任せてって、言ったでしょ

(Side:萩原)

「一旦交代。私が見とくから、ちょっと休憩でもしてきな」と笑った香澄ちゃんの姿が、最期だった。あの日の爆発音が、今でも耳に残って離れない。何度も夢に見た。何度も泣いた。何度も、何度も、何度も。香澄ちゃんを思い出さない日は無かった。

「ハギ、吸いすぎ」とため息を吐いた松田をぼんやりと見る。あの日から、タバコの本数が増えた。俺の肺を満たしていく煙は、あの日香澄ちゃんを襲った黒煙だ。俺を蝕んで、いつか俺を殺す、その日まで。

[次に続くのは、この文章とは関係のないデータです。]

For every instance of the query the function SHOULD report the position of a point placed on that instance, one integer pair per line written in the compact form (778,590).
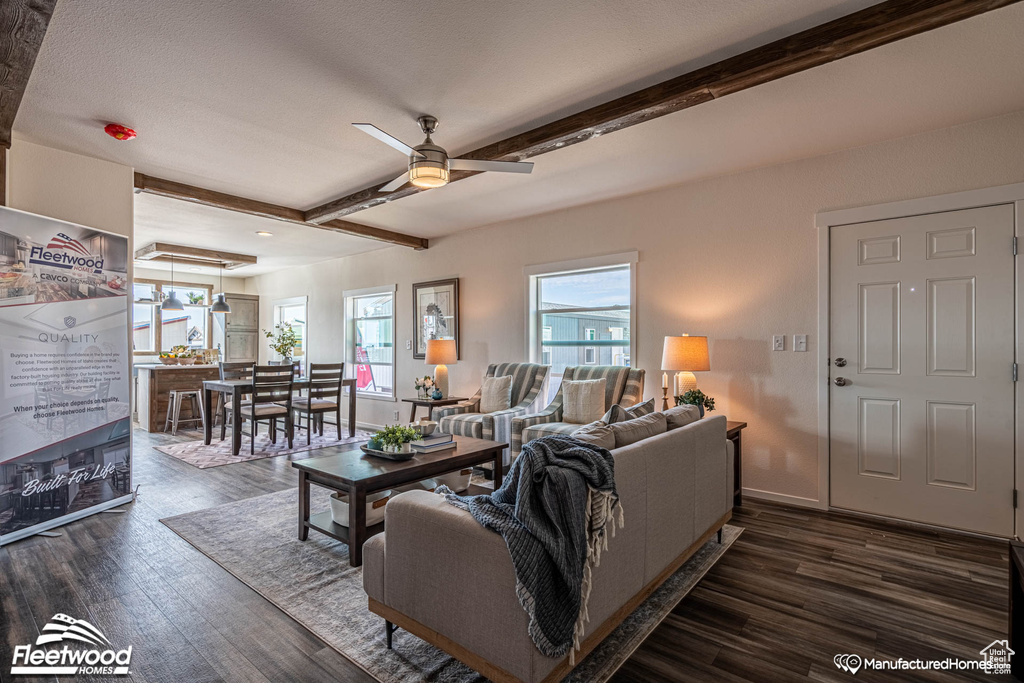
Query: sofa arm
(459,409)
(519,425)
(446,572)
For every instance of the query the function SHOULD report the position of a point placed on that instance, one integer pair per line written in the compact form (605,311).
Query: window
(155,330)
(293,312)
(583,311)
(370,340)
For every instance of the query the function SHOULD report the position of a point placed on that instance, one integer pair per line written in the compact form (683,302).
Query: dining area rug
(313,584)
(218,453)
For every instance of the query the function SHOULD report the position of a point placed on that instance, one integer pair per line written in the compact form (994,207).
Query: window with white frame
(370,340)
(582,313)
(293,312)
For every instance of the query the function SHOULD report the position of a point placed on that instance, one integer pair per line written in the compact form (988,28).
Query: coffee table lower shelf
(324,522)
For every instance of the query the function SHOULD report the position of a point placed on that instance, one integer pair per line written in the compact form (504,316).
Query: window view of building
(370,334)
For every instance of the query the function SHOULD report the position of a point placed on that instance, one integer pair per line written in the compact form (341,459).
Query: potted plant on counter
(284,339)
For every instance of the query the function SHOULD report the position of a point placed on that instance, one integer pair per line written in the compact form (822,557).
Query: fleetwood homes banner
(66,369)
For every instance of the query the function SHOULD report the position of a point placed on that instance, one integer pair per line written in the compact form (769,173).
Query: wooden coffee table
(346,469)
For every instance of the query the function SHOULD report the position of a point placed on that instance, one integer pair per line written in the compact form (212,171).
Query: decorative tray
(387,454)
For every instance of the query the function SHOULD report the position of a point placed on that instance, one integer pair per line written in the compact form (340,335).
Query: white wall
(181,274)
(734,258)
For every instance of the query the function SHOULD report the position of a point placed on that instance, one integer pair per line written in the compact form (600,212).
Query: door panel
(923,312)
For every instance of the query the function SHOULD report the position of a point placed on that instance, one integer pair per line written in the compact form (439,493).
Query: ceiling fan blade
(391,140)
(395,184)
(500,166)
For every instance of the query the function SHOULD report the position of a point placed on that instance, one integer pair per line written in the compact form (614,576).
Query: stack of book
(435,441)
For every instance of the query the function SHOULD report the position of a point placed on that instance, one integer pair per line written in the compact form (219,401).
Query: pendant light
(172,302)
(220,306)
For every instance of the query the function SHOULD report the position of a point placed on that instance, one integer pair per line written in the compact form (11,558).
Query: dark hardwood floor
(797,588)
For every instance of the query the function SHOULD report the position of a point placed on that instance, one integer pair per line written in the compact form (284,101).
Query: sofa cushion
(680,416)
(597,433)
(496,394)
(638,429)
(584,400)
(619,414)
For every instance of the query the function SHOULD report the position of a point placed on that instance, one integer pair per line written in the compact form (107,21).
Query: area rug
(313,584)
(219,453)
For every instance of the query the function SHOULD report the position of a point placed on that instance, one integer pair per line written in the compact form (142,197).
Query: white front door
(922,393)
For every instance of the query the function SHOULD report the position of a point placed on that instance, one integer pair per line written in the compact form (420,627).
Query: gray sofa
(441,577)
(625,386)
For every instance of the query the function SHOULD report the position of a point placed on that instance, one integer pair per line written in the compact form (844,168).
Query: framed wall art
(435,310)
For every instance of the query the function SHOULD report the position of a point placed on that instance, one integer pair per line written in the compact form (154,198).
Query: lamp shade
(441,352)
(685,354)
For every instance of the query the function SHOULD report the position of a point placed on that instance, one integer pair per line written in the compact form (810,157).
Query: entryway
(922,413)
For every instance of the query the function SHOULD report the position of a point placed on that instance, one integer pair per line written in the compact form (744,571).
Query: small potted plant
(394,438)
(424,386)
(698,398)
(284,339)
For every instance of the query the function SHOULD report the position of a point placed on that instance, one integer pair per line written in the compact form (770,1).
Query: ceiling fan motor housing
(430,170)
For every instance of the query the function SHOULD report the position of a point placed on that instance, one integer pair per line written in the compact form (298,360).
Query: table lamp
(441,352)
(685,355)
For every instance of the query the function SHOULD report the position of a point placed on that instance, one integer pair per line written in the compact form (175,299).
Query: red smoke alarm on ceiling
(119,132)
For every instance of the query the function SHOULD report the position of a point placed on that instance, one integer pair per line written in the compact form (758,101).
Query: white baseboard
(783,499)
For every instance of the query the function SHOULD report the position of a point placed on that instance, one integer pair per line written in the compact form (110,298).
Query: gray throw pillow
(680,416)
(619,414)
(638,429)
(597,433)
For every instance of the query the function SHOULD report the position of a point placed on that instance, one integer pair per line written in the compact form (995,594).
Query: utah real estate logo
(98,659)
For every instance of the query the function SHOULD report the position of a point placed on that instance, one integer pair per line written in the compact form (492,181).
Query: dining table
(236,389)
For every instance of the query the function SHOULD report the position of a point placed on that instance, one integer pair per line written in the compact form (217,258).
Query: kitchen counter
(155,384)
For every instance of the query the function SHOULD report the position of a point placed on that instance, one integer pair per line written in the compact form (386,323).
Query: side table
(734,432)
(430,403)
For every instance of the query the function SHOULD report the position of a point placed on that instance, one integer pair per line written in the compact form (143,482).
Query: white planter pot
(375,508)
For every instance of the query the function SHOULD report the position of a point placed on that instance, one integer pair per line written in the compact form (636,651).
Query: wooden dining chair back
(271,399)
(230,371)
(324,396)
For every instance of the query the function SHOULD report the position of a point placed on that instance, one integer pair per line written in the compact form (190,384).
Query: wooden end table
(429,403)
(348,470)
(734,432)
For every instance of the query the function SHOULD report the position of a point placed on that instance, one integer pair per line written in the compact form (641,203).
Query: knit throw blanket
(555,510)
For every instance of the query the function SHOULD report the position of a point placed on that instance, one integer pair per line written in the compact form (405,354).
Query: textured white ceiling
(255,98)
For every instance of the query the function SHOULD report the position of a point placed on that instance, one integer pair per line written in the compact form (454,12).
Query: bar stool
(174,409)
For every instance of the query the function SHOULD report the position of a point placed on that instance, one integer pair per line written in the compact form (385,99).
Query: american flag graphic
(61,241)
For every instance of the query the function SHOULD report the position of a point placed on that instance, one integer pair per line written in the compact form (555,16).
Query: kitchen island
(155,384)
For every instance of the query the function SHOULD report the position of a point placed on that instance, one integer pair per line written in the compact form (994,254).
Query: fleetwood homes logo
(66,252)
(98,659)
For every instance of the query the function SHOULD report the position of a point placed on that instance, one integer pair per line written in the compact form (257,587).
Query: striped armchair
(465,419)
(625,386)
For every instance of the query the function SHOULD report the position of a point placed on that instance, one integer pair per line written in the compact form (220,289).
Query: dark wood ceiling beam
(23,26)
(861,31)
(185,193)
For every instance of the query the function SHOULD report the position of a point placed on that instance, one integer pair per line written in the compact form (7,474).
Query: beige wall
(69,186)
(734,258)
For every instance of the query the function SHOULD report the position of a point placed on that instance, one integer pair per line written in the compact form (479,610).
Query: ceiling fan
(429,163)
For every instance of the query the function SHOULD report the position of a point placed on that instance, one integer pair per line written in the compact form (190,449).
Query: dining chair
(325,396)
(271,398)
(230,371)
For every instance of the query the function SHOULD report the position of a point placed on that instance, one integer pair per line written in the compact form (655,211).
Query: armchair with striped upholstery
(625,386)
(465,419)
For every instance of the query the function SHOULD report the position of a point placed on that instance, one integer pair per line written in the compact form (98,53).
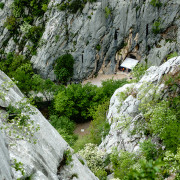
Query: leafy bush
(94,158)
(64,68)
(11,23)
(67,157)
(75,101)
(99,127)
(165,124)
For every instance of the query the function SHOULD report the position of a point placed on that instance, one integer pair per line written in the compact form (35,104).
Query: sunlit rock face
(124,114)
(102,35)
(42,160)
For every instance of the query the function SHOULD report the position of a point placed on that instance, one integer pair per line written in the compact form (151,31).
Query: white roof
(129,63)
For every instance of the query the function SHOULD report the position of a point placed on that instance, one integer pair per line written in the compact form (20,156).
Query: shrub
(99,127)
(65,127)
(64,68)
(67,157)
(165,124)
(75,101)
(1,5)
(94,158)
(73,6)
(107,11)
(11,23)
(98,47)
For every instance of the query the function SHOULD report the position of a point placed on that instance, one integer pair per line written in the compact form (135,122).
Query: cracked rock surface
(126,112)
(126,32)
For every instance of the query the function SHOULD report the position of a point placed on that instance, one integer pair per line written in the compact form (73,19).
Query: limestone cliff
(101,36)
(42,160)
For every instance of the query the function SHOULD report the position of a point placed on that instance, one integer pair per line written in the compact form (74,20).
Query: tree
(64,68)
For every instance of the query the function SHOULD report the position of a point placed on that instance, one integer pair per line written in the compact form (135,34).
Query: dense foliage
(73,6)
(76,100)
(64,68)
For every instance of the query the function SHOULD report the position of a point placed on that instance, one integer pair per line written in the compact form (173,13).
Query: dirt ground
(82,129)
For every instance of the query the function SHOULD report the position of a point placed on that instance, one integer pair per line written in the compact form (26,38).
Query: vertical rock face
(5,168)
(124,112)
(42,160)
(103,35)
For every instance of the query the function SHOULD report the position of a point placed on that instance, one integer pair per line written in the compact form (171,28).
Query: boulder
(124,110)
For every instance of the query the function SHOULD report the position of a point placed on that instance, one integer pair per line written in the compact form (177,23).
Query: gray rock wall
(124,114)
(126,31)
(41,161)
(5,168)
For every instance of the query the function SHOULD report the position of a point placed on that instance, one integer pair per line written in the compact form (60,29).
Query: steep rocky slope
(43,160)
(124,114)
(101,36)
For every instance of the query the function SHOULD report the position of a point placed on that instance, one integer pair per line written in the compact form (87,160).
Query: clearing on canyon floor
(83,128)
(102,77)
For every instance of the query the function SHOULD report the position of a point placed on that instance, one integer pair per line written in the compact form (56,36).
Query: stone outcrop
(99,41)
(41,161)
(5,169)
(124,110)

「香澄ちゃんは、もっと、苦しかったんだろうな」と吐き出した声は情けなく震えていた。何かから逃げるように酒を飲み、タバコを吸い、そのまま気絶するように眠りにつく。そんな日々が続いたある日の朝、微かに違和感を覚えて首を傾げた。

何かがおかしい、と本能が告げている。部屋の中を見回しても、自分の体を見ても、おかしな所はどこにも無い。気のせい、なのだろうか。「何か、変なんだよなぁ…」と呟きながら携帯を開いてぞわりと肌が粟立った。

携帯に表示されたのは『11月1日』の文字。そんなはずは無い。そんなはずは無い、と思っているのに。震える手で香澄ちゃんの連絡先を開いて、電話をかける。2コールの後、ぷつり、と音が途切れて声が聞こえた。

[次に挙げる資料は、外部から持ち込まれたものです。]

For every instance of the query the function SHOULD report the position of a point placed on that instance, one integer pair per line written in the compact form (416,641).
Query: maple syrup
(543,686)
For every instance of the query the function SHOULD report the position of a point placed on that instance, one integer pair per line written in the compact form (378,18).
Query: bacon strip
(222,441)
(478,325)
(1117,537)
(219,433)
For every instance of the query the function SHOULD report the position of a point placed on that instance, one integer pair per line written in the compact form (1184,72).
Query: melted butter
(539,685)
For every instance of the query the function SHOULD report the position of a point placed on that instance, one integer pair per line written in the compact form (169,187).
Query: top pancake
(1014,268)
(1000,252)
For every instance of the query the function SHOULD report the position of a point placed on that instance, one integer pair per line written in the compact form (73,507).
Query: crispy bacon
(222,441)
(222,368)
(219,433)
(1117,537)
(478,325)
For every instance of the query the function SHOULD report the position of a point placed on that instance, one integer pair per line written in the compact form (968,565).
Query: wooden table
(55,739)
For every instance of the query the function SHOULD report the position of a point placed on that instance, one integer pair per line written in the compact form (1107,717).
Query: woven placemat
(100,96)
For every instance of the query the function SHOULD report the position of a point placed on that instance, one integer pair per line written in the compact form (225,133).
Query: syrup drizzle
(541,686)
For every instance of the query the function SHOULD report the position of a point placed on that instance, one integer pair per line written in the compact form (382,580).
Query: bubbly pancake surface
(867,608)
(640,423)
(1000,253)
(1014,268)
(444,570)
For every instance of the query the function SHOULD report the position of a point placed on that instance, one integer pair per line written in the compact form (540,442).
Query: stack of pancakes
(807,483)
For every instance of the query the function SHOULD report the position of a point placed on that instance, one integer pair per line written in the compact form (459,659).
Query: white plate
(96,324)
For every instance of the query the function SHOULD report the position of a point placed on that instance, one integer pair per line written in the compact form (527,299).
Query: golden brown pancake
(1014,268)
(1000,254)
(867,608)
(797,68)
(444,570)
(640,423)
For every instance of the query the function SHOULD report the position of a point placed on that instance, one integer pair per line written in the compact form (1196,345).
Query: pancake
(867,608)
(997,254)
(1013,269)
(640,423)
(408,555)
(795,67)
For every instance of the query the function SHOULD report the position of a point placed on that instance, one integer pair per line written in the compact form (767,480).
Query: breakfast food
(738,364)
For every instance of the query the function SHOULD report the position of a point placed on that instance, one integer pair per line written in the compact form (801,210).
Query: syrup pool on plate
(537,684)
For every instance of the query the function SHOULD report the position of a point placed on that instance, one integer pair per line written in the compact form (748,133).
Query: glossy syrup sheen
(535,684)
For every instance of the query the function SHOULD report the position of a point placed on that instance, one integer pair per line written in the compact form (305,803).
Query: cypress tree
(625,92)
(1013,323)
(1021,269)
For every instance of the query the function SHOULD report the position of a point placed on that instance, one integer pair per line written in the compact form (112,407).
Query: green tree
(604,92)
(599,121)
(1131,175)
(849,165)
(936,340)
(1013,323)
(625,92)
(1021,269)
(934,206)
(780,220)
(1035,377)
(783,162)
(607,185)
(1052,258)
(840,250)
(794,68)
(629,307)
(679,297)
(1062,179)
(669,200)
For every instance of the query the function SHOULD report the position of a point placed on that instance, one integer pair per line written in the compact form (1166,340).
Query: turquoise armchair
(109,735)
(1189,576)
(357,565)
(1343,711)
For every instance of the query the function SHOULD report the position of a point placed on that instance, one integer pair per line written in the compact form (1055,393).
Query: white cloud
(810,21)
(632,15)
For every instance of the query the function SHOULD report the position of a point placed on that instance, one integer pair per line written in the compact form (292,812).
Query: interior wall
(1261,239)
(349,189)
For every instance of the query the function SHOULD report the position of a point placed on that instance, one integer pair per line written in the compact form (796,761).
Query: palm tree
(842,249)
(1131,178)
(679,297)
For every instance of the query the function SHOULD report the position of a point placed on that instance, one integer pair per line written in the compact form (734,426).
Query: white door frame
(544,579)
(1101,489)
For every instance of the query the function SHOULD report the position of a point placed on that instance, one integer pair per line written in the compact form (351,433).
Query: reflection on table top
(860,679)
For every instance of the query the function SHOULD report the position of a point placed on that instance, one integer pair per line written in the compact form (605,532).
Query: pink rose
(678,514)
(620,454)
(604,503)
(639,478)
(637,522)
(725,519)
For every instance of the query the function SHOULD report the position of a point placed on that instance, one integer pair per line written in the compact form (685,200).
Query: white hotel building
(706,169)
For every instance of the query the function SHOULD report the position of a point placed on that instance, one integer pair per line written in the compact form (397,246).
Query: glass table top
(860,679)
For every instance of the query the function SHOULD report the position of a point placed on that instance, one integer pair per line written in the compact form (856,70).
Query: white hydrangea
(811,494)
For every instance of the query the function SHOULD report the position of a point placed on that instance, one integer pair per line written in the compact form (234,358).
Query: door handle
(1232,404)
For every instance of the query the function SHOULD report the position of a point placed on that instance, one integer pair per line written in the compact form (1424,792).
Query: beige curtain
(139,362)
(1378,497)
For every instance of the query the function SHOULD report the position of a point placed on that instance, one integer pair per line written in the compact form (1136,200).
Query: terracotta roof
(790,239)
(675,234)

「もしもし、萩原?朝っぱらから何の用?」と面倒そうな口ぶりは間違いなく香澄ちゃんだった。「香澄ちゃん、」「なに?」「香澄、ちゃん」「うん。だから何って」とただひたすらに名前を呼び続ける俺に怪訝そうな声が返ってくる。

きっと今頃眉間に皺を寄せているんだろう。表情が容易に想像できてしまった。今度こそ、香澄ちゃんを死なせない。俺が、絶対に守ってみせる。そう心に誓って、迎えたのは香澄ちゃんが亡くなったあの日。

「俺に、任せて」と笑った俺に香澄ちゃんは驚いたように目を見開いてから「よろしく」と笑う。もう同じ過ちは繰り返さない。二度目ましての爆弾なんて、怖くも何ともねぇ。

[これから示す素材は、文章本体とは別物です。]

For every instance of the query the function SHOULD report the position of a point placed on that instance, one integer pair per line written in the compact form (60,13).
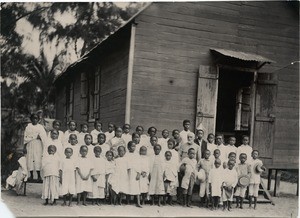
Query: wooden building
(230,66)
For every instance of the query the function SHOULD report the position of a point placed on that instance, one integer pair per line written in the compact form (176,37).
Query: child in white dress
(67,173)
(134,173)
(84,127)
(72,125)
(144,178)
(50,166)
(98,177)
(34,140)
(84,167)
(157,169)
(96,131)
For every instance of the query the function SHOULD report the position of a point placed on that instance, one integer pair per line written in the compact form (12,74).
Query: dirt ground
(31,206)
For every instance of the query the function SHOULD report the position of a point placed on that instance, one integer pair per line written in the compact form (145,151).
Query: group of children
(116,165)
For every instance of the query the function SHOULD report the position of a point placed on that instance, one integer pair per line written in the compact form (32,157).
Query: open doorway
(233,104)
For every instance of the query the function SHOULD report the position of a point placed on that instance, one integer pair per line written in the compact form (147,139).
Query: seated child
(254,178)
(98,177)
(242,169)
(134,173)
(188,180)
(229,183)
(126,135)
(144,178)
(170,178)
(164,140)
(110,167)
(84,167)
(50,168)
(111,131)
(84,127)
(104,146)
(96,131)
(67,174)
(206,164)
(157,168)
(215,180)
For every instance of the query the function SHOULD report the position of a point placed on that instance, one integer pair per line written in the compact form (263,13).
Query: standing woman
(34,138)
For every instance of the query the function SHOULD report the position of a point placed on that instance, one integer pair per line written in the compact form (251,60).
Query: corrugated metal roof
(242,55)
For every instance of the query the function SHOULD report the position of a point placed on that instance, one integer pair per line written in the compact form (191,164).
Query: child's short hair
(88,134)
(72,135)
(109,152)
(231,153)
(101,134)
(97,148)
(186,121)
(174,131)
(68,148)
(72,121)
(97,122)
(152,127)
(191,149)
(56,122)
(126,124)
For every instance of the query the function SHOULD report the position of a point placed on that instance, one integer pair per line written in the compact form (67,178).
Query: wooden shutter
(207,98)
(83,93)
(264,114)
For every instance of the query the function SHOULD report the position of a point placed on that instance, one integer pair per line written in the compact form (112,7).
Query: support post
(129,75)
(277,182)
(269,179)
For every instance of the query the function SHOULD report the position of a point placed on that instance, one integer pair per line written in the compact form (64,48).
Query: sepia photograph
(150,109)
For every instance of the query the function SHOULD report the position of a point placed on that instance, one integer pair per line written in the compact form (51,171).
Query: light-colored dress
(157,169)
(134,167)
(34,145)
(109,135)
(68,176)
(171,175)
(215,178)
(50,167)
(98,186)
(119,180)
(80,138)
(95,134)
(114,143)
(145,167)
(85,165)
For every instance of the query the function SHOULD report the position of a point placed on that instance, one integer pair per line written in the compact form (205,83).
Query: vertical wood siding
(173,39)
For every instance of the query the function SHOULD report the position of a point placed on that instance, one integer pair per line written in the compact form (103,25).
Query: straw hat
(243,180)
(201,175)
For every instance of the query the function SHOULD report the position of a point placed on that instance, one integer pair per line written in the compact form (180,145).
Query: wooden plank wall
(173,39)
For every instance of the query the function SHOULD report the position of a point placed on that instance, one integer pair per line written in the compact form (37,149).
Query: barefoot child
(34,140)
(243,169)
(84,167)
(98,177)
(170,178)
(229,183)
(50,168)
(157,168)
(188,180)
(96,131)
(134,173)
(84,127)
(67,173)
(110,167)
(215,180)
(144,178)
(256,167)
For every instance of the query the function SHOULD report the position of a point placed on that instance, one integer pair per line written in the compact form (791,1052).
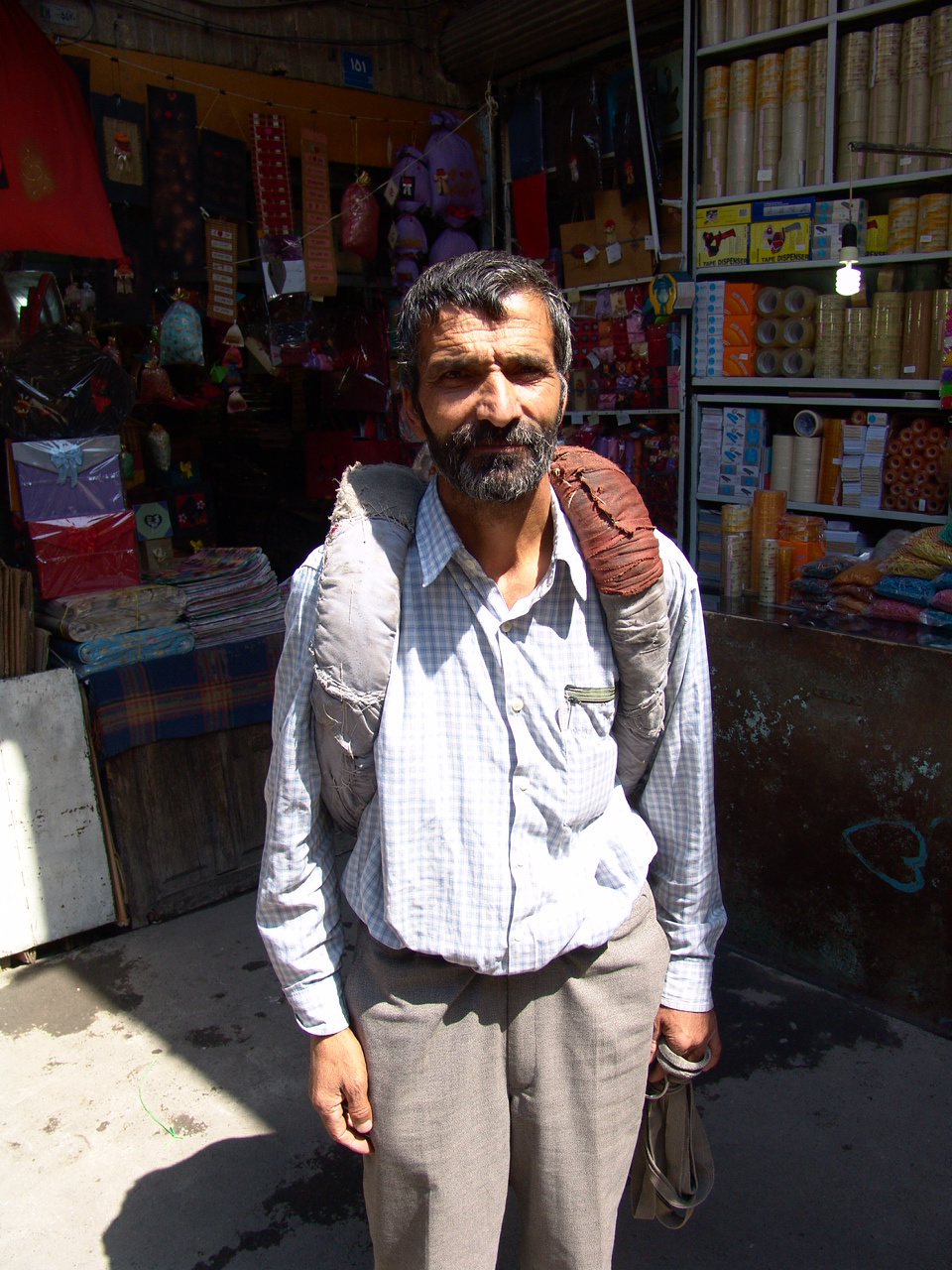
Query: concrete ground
(154,1118)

すいすいと解体を進めて、以前と同じように一度タイマーが止まる。ここからだ。配線の中に隠れていた遠隔のコードを切り、解体を進めていく。黙々とコードを切って、爆弾を完全に沈黙させる。

あの日と同じように俺の前にやって来た香澄ちゃんに「任せてって、言ったでしょ」と俺はウインクをしてみせた。